To compete, one of Cube's goals is to continue modernizing OLAP, according to Keydunov. Another is to emerge as a catalyst for AI adoption by enabling customers to turn raw cloud data into AI-ready data.
"With well-defined semantic modeling, it becomes possible to deliver consistent, reliable and trustworthy AI outputs and autonomous actions," Keydunov said.
That focus on supporting AI platforms is wise, according to Petrie.

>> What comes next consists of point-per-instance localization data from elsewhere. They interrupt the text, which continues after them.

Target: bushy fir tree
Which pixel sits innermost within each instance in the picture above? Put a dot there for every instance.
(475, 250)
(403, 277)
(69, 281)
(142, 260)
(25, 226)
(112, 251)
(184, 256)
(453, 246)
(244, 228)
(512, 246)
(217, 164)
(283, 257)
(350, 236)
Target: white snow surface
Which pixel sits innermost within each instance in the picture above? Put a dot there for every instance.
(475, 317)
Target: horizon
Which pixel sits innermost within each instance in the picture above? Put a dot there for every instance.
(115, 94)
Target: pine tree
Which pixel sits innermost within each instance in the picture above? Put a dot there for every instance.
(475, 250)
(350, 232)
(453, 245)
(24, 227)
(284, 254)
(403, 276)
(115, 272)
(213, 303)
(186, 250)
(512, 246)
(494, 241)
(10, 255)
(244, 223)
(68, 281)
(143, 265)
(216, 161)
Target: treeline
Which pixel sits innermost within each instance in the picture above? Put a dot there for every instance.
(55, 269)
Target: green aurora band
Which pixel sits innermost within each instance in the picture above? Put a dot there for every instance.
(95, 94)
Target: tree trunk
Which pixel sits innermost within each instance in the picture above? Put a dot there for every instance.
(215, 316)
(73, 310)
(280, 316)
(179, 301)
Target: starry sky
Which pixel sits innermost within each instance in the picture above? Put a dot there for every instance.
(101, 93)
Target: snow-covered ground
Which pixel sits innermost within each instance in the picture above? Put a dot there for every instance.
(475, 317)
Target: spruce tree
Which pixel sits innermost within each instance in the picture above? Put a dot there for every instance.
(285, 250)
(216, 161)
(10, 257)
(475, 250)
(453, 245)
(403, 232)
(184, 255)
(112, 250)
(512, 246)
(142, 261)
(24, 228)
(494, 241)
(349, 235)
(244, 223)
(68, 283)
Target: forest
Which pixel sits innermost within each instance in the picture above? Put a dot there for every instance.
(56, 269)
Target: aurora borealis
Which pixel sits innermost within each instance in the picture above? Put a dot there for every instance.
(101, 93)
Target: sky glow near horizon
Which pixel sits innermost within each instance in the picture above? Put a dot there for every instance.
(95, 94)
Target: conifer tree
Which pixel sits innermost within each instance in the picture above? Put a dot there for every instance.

Universal semantic layers are a valuable way to unify access to distributed data, he noted. Migrating data, data sovereignty requirements and security risks often prevents organizations from consolidating data in one location. Semantic layers help address that sprawl.
Access to data, meanwhile, is critical for AI development. Cube now supports such platforms as the LangChain framework. However, there are opportunities to integrate with others, according to Petrie.
"I would recommend they consider extending their support to include other AI/ML platforms, such as Dataiku and Domino Data Lab," he said. "Data scientists need easy access to structured data as they train advanced models and put them into production."
Eric Avidon is a senior news writer for Informa TechTarget and a journalist with more than 25 years of experience. He covers analytics and data management.